21/06/2024 +55 (13) 3371-0490

Geral

Escola Marcos

Compreenda os benefícios e desvantagens da PEC que pode 'privatizar as praias' do litoral de SP e de todo o Brasil

Proposta de Emenda à Constituição (PEC), que transfere terrenos de marinha para estados, municípios ou proprietários privados, pode impactar as praias da Baixada Santista. Especialistas explicam o projeto que começou a ser discutido no Senado Federal.

Por D7 Portal 03/06/2024 às 23:57:51

Foto: Prefeitura de Santos

A discussão no Senado Federal sobre uma Proposta de Emenda à Constituição (PEC) que transfere terrenos de marinha para estados, municípios ou proprietários privados pode impactar as praias do litoral de São Paulo. Especialistas explicaram os pontos positivos e negativos dessa proposta, vista por muitos como um mecanismo para privatizar áreas à beira-mar.

O projeto, apresentado em 2011 pelo ex-deputado Arnaldo Jordy (PA), foi aprovado pela Câmara dos Deputados em 2022 e seguiu para o Senado Federal. A discussão começou na última semana sob a relatoria de Flávio Bolsonaro (PL-RJ).

A polêmica ganhou força após a troca de farpas nas redes sociais entre a atriz Luana Piovani e o jogador Neymar. Piovani se aliou a ambientalistas em uma campanha contra a proposta, enquanto Neymar anunciou uma parceria com uma construtora para um condomínio à beira-mar.
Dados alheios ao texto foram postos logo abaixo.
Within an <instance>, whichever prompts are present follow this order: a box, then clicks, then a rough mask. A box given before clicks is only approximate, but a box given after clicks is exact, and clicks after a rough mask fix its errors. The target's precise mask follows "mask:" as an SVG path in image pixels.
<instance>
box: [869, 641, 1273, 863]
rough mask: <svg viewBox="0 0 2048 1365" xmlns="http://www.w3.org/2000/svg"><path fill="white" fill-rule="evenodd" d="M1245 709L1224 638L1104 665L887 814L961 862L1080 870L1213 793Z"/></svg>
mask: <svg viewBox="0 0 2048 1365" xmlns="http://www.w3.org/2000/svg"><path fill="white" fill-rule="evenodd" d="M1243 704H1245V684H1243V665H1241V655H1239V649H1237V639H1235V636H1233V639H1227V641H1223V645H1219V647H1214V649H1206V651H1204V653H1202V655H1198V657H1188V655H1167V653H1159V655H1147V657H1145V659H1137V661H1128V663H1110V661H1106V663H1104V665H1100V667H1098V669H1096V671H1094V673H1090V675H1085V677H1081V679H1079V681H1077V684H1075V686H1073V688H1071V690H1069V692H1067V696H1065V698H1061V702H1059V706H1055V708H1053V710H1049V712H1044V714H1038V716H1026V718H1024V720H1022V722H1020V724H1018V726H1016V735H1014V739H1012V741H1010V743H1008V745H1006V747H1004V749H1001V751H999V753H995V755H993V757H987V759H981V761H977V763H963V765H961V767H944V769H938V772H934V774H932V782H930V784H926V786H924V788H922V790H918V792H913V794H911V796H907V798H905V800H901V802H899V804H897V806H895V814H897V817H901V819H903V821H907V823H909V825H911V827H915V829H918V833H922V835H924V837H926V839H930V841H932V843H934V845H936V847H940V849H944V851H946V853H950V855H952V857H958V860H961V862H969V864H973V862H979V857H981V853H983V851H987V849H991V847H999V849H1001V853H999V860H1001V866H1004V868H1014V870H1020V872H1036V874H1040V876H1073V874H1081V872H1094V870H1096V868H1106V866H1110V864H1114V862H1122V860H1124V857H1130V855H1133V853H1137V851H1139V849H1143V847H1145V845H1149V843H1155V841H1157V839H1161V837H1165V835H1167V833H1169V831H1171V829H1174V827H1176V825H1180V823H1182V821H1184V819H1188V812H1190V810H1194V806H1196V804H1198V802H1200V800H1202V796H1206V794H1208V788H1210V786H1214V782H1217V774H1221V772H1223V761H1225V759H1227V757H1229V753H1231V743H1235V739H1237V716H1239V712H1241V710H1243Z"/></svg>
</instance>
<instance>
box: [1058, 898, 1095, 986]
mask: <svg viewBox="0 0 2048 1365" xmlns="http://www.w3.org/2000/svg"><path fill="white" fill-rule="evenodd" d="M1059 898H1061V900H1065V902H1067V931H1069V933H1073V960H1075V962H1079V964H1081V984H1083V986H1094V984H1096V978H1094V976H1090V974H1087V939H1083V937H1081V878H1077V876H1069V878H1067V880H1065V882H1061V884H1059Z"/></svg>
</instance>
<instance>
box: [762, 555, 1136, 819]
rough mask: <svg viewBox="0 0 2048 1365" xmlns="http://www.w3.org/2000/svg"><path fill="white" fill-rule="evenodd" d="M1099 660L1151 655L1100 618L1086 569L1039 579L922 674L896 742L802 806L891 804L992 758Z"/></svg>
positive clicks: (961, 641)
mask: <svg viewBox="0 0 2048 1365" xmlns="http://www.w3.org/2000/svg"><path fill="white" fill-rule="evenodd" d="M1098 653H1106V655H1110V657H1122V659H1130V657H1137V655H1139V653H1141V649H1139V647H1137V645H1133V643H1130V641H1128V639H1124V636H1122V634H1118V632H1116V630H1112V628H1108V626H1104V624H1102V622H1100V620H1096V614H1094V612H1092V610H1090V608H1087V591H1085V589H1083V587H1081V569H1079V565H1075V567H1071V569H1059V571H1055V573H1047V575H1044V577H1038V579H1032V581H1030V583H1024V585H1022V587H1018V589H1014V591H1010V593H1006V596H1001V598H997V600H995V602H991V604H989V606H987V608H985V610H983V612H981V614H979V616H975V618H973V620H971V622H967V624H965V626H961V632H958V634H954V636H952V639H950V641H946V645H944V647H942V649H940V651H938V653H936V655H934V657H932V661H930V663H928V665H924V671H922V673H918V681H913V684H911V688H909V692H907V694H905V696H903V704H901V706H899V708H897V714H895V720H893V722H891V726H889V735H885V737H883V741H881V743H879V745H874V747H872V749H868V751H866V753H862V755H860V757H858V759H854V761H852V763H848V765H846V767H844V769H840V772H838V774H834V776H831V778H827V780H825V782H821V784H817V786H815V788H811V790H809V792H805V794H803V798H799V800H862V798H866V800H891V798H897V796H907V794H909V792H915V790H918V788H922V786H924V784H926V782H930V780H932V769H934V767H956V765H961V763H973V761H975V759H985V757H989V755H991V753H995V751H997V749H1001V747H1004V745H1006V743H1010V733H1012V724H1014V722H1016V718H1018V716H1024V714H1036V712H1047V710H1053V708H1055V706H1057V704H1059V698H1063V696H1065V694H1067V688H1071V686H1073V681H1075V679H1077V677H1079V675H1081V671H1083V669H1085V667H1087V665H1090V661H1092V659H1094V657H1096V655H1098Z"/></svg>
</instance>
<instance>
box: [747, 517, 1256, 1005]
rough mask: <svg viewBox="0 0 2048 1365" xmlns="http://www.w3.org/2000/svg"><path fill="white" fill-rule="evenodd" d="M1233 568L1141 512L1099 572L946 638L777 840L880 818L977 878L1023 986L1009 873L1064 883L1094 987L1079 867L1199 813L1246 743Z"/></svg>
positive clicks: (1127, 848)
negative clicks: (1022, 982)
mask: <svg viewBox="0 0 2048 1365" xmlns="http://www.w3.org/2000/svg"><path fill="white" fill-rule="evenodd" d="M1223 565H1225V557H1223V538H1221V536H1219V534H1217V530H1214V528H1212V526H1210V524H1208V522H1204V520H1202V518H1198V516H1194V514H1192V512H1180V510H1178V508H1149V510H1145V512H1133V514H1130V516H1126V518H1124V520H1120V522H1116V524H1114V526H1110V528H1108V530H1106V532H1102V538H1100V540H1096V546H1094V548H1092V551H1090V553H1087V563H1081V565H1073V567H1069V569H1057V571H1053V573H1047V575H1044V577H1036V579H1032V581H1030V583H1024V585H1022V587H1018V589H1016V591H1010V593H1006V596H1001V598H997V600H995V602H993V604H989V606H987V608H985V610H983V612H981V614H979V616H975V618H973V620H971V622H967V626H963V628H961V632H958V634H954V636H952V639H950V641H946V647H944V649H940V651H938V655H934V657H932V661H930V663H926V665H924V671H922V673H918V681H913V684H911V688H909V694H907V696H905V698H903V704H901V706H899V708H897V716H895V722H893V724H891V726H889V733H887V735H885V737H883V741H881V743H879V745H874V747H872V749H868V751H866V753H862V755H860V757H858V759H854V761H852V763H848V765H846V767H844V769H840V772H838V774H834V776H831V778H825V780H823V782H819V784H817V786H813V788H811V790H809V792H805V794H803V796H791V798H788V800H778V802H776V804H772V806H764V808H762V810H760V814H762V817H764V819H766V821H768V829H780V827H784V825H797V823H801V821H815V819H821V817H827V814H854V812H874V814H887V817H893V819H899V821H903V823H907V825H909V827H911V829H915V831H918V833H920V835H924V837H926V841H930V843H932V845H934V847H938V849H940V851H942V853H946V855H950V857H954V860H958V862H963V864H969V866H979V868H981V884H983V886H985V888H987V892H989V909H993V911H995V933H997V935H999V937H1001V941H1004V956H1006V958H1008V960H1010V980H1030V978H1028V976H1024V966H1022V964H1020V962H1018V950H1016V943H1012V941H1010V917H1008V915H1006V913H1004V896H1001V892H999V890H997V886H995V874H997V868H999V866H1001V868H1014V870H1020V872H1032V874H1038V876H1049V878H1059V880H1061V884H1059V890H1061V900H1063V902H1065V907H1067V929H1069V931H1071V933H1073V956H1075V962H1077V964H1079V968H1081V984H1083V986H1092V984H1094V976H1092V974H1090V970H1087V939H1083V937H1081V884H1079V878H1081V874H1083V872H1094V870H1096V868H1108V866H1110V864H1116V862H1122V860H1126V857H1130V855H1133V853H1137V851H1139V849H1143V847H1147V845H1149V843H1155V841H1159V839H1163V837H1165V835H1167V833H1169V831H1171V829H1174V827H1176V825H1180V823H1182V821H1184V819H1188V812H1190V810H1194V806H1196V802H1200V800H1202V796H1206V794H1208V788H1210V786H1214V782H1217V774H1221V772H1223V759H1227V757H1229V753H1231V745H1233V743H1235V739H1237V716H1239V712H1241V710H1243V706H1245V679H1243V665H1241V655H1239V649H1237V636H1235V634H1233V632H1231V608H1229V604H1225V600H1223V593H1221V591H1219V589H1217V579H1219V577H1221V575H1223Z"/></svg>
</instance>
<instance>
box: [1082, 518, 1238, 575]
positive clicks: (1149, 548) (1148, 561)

O que são terrenos de marinha?

Para entender a PEC, é essencial compreender o que são terrenos de marinha — que pertencem à União e, apesar do nome, não são propriedades da Marinha do Brasil. Segundo Rosa Ramos, presidente da Comissão Permanente de Meio Ambiente da OAB de São Paulo, essas áreas são faixas de terra que começam 33 metros depois do ponto mais alto que a maré atinge. Elas estão descritas no artigo 20 da Constituição e incluem praias marítimas, costeiras, ilhas oceânicas e fluviais.

Como as praias podem ser privatizadas?

A PEC pretende transferir a propriedade exclusiva dos terrenos de marinha da União para estados, municípios ou proprietários privados. Virgínia Machado, professora de Direito Administrativo e Auditoria Pública, afirmou que, embora a PEC não deixe claro que as praias serão privatizadas, essa transferência pode levar a essa consequência. A iniciativa privada poderia se apropriar dessas áreas e, por exemplo, construir hotéis, resorts e condomínios na beira do mar, restringindo o acesso público.

Qual é o objetivo da PEC?

Atualmente, donos de imóveis em áreas da União, como na orla de Santos (SP), possuem apenas 87% da propriedade, enquanto os outros 13% pertencem à União, e pagam uma taxa chamada laudêmio. A PEC elimina essa cobrança e divisão. Segundo Flávio Bolsonaro, a proposta pode afetar pelo menos 521 mil propriedades. Virgínia Machado sugeriu que, se o objetivo é garantir segurança jurídica aos proprietários, isso poderia ser feito sem transferir o domínio total para estados, municípios e iniciativa privada.

A PEC pode afetar o meio ambiente?

Uma nota técnica do Grupo de Trabalho para Uso e Conservação Marinha (GT-Mar) alerta que a PEC representa uma grave ameaça ambiental às praias, ilhas, margens de rios, lagoas e mangues, além de possibilitar a expulsão de comunidades tradicionais. Mariana Amaral, oceanógrafa e mestranda da Unifesp, destacou que ecossistemas importantes como manguezais e restingas, que ajudam no combate às mudanças climáticas, seriam afetados. Além disso, a PEC poderia resultar na expulsão de povos ribeirinhos e pescadores artesanais, dificultando o acesso público às praias.

"Nos dá uma segurança saber que a União cuida e preserva essa área. Imagina, cada pedacinho do litoral não tendo mais essa segurança? Cada um fazendo como bem quiser? Ia virar uma bagunça," concluiu Mariana.